Thinking Analytically

If you were lisitening to NPR’s “All Things Considered” broadcast on January 18, you might have heard a brief report on research that reveals regional differences (“dialects”) in word usage, spellings, slang and abbreviations in Twitter postings.  For example, Northern and Southern California use spelling variants koo and coo to mean “cool.”

Finding regional differences in these written expressions is interesting in its own right, but I’ve just finished reading the paper describing this research and there’s a lot more going on here than simply counting and comparing expressions across different geographic regions.  The paper is an excellent example of what market researchers might do to analyze social media.

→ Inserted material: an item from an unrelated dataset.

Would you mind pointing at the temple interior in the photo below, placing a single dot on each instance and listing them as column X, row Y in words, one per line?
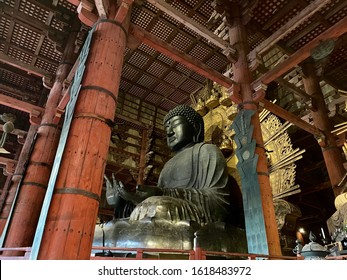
column 85, row 86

The study authors–Jacob Eisenstein, Brendan O’Connor, Noah A. Smith, and Eric P. Xing–are affiliated with the School of Computer Science at Carnegie Mellon University (Eisenstein, who was interviewed for the ATC broadcast, is a postdoctoral fellow).  They set out to develop a latent variable model to predict an author’s geographic location from the characteristics of text messages.  As they point out, there work is unique in that they use raw text data (although “tokenized”) as input to the modeling.  They develop and compare a few different models, including a “geographic topic model” that incorporates the interaction between base topics (such as sports) and an author’s geographic location as well as additional latent variable models:  a “mixture of unigrams” (model assumes a single topic) and a “supervised linear Dirichlet allocation.”    If you have not yet figured it out, the models, as described, use statistical machine learning methods.  That means that some of the terminology may be unfamiliar to market researchers, but the description of the algorithm for the geographic topic model resembles the hierarchical Bayesian methods using the Gibb’s sampler that have come into fairly wide use in market research (especially for choice-based conjoint analysis).

This research is important for market research because it demonstrates a method for estimating characteristics of individual authors from the characteristics of their social media postings.  While we have not exhausted the potential of simpler methods (frequency and sentiment analyses, for example), this looks like the future of social media analysis for marketing.

Copyright 2011 by David G. Bakken.  All rights reserved.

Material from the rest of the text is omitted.